Although it is believed that Pol IV and Pol V are required to initiate methylation, a key unanswered question is how these polymerases are targeted to specific DNA sequences. Due to their ssDNA nature and amplification by rolling-circle replication, nascent geminivirus genomes evade methylation and thus provide a unique transient model system to study de novo RdDM. Chapter 4 of this thesis shows that Pol IV and V, as well as their associated chromatin remodelers, play critical roles in the methylation-mediated defense against geminiviruses. However, promoter regions of geminivirus DNA continue to be methylated in the absence of both Pol IV and V, suggesting that another polymerase may initiate DNA methylation. Subsequent experiments found that Pol IV and V initially associate with the promoter region of the viral genome and during later infection spread to a coding region. Alternatively, Pol II constitutively associated with both the promoter and coding region. DNA methylation analysis of this coding region found hypermethylation only during late stages of infection, concurrent with the appearance of Pol IV and V. This supports previous work by others indicating that Pol IV and V are important for spread of RdDM. Finally, analysis of virus-derived siRNAs in pol IV, pol V, and pol IV/V infected mutant plants showed that Pol IV and V are not required for the biogenesis of viral siRNAs. Taken together, this data indicates that Pol IV and V play important roles in amplifying, maintaining, and spreading DNA methylation, but are not required for the initiation of RdDM. This suggests that another polymerase, possibly Pol II, initially transcribes DNA leading to the production of siRNAs and ultimately resulting in the initiation of DNA methylation.
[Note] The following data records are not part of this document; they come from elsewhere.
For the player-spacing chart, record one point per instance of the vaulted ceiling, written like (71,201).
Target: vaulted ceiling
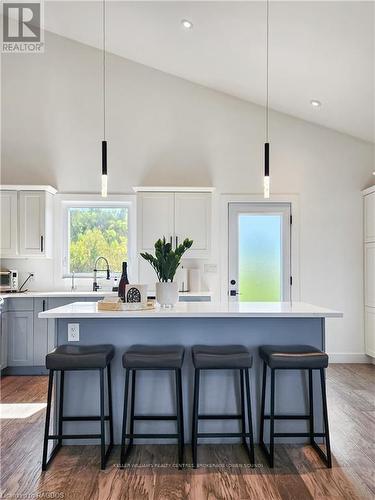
(318,50)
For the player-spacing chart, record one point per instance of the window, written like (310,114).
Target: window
(259,251)
(93,230)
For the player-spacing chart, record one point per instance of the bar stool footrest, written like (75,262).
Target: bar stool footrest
(287,417)
(155,417)
(223,434)
(151,436)
(74,436)
(89,418)
(219,417)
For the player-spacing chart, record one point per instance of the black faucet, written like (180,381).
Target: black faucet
(95,285)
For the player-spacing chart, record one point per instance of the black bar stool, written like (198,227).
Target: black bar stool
(294,357)
(68,358)
(226,357)
(148,357)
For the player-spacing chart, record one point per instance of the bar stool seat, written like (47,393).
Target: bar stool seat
(153,357)
(293,357)
(80,357)
(223,356)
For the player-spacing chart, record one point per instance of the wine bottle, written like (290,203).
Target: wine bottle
(123,281)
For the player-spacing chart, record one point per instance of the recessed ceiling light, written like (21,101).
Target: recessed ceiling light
(315,103)
(186,24)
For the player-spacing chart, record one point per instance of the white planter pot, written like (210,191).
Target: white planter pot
(167,293)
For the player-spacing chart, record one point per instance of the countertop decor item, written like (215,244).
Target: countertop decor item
(165,263)
(136,294)
(123,281)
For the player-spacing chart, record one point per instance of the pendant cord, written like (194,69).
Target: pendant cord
(267,68)
(104,72)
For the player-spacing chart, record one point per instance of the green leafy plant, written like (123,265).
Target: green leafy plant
(167,260)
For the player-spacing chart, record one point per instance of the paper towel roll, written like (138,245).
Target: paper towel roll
(195,280)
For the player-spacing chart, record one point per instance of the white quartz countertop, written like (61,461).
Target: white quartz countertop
(83,293)
(198,310)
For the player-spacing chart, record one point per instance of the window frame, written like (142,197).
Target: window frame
(63,204)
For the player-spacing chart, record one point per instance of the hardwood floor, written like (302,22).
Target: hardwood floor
(299,473)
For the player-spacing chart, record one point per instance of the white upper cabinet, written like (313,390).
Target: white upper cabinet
(176,216)
(193,221)
(155,218)
(370,274)
(369,268)
(27,220)
(8,223)
(369,217)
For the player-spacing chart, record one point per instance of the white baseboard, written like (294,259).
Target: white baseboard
(349,357)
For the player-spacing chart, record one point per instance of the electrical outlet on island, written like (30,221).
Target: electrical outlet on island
(73,332)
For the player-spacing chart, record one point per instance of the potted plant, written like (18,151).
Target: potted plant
(165,262)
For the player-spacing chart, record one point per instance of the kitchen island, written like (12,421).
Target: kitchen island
(248,323)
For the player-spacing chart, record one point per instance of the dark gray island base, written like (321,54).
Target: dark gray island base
(186,325)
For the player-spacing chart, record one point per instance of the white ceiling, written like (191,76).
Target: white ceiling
(318,50)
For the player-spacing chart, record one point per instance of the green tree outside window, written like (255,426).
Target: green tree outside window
(97,231)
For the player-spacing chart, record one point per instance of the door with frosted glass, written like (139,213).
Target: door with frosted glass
(259,252)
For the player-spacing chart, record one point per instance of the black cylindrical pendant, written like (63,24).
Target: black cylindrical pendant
(266,159)
(104,157)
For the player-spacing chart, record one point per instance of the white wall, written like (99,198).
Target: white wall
(166,131)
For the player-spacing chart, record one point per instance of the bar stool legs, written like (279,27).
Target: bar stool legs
(326,457)
(244,374)
(194,433)
(178,417)
(61,419)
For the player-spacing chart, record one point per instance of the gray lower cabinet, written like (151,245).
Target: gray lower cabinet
(3,343)
(20,333)
(41,346)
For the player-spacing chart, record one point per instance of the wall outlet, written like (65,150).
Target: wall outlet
(73,332)
(210,268)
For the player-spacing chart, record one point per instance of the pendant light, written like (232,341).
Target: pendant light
(104,142)
(266,178)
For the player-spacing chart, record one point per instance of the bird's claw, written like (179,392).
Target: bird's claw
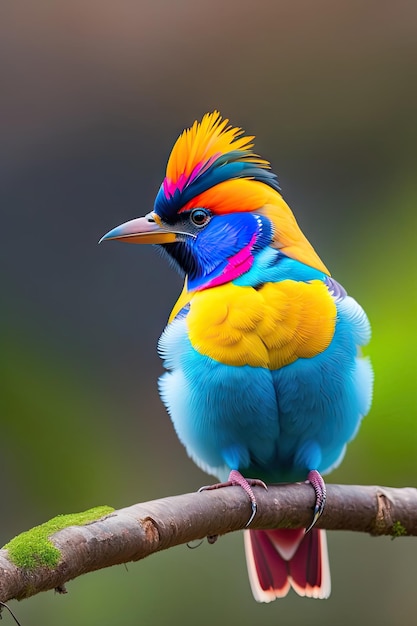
(237,480)
(316,481)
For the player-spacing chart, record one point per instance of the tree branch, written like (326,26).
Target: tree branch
(135,532)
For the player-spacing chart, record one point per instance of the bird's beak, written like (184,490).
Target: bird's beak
(148,229)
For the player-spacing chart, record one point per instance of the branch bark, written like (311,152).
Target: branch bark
(132,533)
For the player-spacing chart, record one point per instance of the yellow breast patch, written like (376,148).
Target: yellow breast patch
(269,327)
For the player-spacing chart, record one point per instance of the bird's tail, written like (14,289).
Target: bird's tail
(283,558)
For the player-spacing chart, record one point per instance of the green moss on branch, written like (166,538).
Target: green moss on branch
(33,548)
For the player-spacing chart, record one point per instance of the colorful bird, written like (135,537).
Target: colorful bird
(264,373)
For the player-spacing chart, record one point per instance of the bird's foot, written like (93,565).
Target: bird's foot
(316,481)
(237,480)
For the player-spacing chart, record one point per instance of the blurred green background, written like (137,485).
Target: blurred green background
(94,94)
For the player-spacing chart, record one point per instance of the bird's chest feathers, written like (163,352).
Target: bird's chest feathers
(268,327)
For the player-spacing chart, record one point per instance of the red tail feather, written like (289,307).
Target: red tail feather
(280,559)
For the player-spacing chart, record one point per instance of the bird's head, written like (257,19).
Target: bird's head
(218,206)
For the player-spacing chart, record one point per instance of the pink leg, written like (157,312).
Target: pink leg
(237,480)
(316,481)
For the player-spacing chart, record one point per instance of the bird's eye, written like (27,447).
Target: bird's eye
(199,217)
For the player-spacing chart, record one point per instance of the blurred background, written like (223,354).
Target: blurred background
(94,94)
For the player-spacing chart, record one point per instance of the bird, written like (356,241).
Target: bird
(265,380)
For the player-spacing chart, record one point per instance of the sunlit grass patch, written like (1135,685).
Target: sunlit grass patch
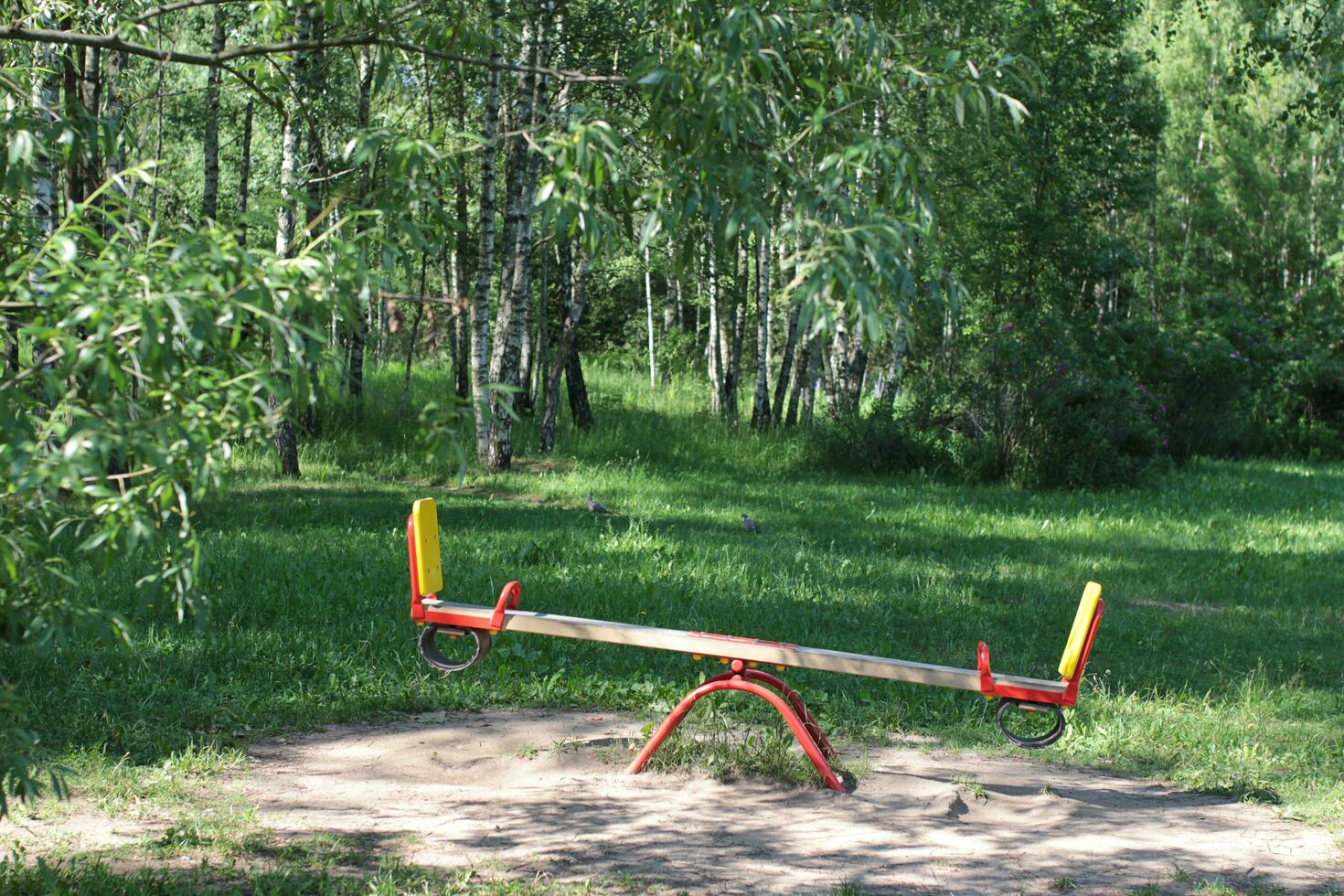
(1217,667)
Altogether the work in this thesis furthers our understanding of geminivirus pathogenesis by unveiling new suppressor functions of AL2. Moreover, it provides novel information on the host defenses by placing DRB3 in the RdDM pathway, and re-defining the roles of Pol IV and Pol V. Together these studies illustrate the utility of the geminivirus model system for analyzing epigenetic regulation and host defense pathways.